Pogoda dziś dopisała więc do pracy pojechałam rowerem. Mam 25 km w jedną stronę czyli jadę ok. 1.45 min. W sumie wychodzi mi że powinnam dziś spalić 1000 kcal :) Jak wrócę do domu jeszcze trochę porobię brzuszków z pilatesa, wykąpie się i usiądę w końcu do pracy mgr :)
Z dietą ok, ze wszystkiego tak w 100% nie jestem zadowolona ale myślę że powinno być dobrze i nie powinny te małe wykroczenia wpłynąć na dietę.
Już nie mogę się doczekać kiedy będę ważyć 52 kg. Coraz bardziej podoba mi się mój brzuch i uda, widzę już różnicę i czuje się dużo lżej. Już widzę te 52 oczami wyobraźni, na pewno się teraz uda :)
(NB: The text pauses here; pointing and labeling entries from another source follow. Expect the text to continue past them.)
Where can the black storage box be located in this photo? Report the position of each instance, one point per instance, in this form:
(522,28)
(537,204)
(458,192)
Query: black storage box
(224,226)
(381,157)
Śniadanie | bułka fitness z metką i pastą z bakłażana, ogórek, sałata, herbata | 350 kcal |
2 śniadanie | banan, pomarańcza, kostka czekolady, kawa z mlekiem, herbata | 250 kcal |
Lunch | bułka fitness z mintajem, ogórkiem, sałata, herbata | 300 kcal |
Przekąska | kiwi | 40 kcal |
Obiado-Kolacja | 2 naleśniki z parówką, serem żółtym i warzywami | 500 kcal |
Suma: | 1450 kcal | |
Fitness | rower 2 razy po 26 km (jeden przejazd 1,45 h) + 15 min. pilates | -1000 kcal |
chubby90
26 marca 2014, 22:38Rowerowi to się pewnie opony paliły :D
chrupkaaaa
26 marca 2014, 20:04Ekstra jadłospis, aktywność. Bądź wytrwała przy pisaniu pracy, a na jaki temat?
fokaloka
26 marca 2014, 14:05No to jak dojazd autobusem zajmuje Ci podobny czas to lepiej dla Ciebie jak pojedziesz rowerem, czasu na dojeździe wiele nie stracisz a jaka piękna aktywność będzie :)
fokaloka
26 marca 2014, 13:02Łooo, 2 godziny dojeżdżać do pracy? Chociaż w sumie dobry pomysł na aktywność w ciągu dnia :)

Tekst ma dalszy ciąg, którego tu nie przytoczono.